A Chinese financial newspaper last month reported a case in which a Shanghai township took two billion yuan ($293 million) in loans intended for a new railway and instead used the money to repay other debts and invest in real estate projects. While the large sum involved may be unusual, such tales of misappropriation have become more common since Beijing began encouraging bank-financed spending on infrastructure a little over a year ago. Evidence is mounting that the problem of local government debt is already extremely serious and could eventually threaten the country's financial stability.
Victor Shih, a professor at Northwestern University, wrote in these pages in February that his research put the level of borrowing by local government investment entities between 2004 and the end of 2009 at 11.4 trillion yuan ($1.7 trillion)—or about one-third of annual GDP. That figure stirred up a lot of controversy, with regulators insisting that the loans stood at six trillion yuan.

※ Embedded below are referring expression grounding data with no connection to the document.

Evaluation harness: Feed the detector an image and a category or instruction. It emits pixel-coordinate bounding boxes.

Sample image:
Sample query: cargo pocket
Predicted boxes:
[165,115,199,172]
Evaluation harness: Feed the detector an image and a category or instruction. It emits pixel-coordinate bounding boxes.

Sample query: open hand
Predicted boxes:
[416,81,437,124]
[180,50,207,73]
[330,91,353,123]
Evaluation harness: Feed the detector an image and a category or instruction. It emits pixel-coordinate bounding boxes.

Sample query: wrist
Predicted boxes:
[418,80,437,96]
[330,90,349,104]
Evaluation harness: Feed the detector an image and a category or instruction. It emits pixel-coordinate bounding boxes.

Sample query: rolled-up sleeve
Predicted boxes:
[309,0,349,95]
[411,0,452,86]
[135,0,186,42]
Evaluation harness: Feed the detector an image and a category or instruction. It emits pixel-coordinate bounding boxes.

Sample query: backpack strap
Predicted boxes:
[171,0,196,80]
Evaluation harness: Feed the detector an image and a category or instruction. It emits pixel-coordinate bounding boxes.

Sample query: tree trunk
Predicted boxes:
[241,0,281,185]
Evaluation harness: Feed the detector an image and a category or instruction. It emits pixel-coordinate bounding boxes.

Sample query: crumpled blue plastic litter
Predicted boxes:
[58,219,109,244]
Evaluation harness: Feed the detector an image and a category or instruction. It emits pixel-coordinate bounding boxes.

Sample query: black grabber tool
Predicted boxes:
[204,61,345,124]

Beijing has since asked banks for an updated accounting of such debt on their books, however, and it's looking more and more like Mr. Shih was on the right track. The government has revised up its estimate to 7.8 trillion yuan, and more revisions may come as the banks continue to report. A new report from Goldman Sachs last week implicitly supports Mr. Shih's calculations.
But the total figure is only important in the context of the trend of new lending and the quality of the loans. And here things get even murkier.

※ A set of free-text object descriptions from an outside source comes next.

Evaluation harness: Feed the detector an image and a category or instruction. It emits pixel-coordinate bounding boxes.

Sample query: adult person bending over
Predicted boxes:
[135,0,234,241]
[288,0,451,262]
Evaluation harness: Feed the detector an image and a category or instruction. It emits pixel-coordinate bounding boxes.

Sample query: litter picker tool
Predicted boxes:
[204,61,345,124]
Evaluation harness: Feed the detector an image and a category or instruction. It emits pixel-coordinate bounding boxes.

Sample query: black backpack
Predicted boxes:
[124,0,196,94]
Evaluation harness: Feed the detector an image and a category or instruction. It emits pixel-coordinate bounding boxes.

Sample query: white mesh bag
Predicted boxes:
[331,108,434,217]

So far Beijing has clamped down on lending to county-level governments, but city and provincial entities continue to have no trouble getting credit. The counties were always a small part of the total, probably less than 20%. Total new bank lending in the first quarter of this year dropped off significantly compared to the same quarter last year, but at 2.6 trillion yuan it was still pretty spectacular. So it's safe to assume that the headline number continues to grow, albeit at a slower rate.

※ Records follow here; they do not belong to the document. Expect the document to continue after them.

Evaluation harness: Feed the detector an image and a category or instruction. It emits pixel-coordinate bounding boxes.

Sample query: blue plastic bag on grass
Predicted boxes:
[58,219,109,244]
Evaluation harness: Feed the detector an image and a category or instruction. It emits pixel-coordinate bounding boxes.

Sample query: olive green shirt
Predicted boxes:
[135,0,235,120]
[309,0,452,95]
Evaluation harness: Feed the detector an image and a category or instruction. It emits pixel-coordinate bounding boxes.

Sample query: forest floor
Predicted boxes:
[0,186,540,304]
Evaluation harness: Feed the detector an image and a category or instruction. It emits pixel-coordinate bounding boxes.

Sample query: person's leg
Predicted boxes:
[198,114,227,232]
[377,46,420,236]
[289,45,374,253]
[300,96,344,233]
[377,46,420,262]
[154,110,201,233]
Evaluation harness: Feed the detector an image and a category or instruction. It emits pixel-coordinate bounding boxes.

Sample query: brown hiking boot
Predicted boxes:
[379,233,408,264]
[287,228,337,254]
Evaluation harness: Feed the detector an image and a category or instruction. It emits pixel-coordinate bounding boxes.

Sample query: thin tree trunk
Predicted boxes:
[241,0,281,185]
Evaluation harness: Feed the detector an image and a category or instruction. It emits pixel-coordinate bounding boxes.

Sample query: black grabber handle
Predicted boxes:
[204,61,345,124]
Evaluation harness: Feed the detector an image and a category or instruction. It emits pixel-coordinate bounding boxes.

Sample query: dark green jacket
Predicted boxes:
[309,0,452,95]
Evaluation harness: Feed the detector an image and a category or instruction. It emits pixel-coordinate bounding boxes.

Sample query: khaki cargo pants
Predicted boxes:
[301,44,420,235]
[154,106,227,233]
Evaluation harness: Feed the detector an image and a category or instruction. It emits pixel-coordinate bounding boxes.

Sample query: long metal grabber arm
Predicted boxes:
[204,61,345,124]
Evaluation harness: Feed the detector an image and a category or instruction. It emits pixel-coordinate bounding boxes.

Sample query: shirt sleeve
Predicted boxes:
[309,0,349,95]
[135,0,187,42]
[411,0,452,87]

What we're learning about those loans doesn't inspire much confidence, either. The China Banking Regulatory Commission has brought out a new requirement that loans to local government investment vehicles be better collateralized. It turns out that the banks were only demanding collateral worth 40% to 50% of the loans.
Local government loans tend to be particularly corrupt because of the collusion among local officials, bank managers and regulators. Cases abound in which the three groups all took their cut out of new lending. And even at the national level, nobody is interested in revealing the true level of the banking system's nonperforming loans, which have been officially capped. This is a rerun of Japan in the 1990s and the crisis of the jusen housing loan companies; the government is complicit in allowing the banks to "evergreen" loans by continually rolling them over.
Mr. Shih thinks about one-quarter of the local government loans could eventually go bad. China is in the process of creating a huge moral hazard problem, as all the players feel free to abuse the highly liquid banks safe in the knowledge that the central government with its massive foreign exchange reserves and capacity to borrow will bail everybody out when the bills come due. This attitude has real costs and eventually causes systemic risk.
In the late 1990s and early 2000s, paramount leader Jiang Zemin delegated Premier Zhu Rongji to be the enforcer of economic discipline, making sure that corruption, lending and investment didn't get out of hand. It's troubling that today's top leaders seem to lack their predecessors' political will.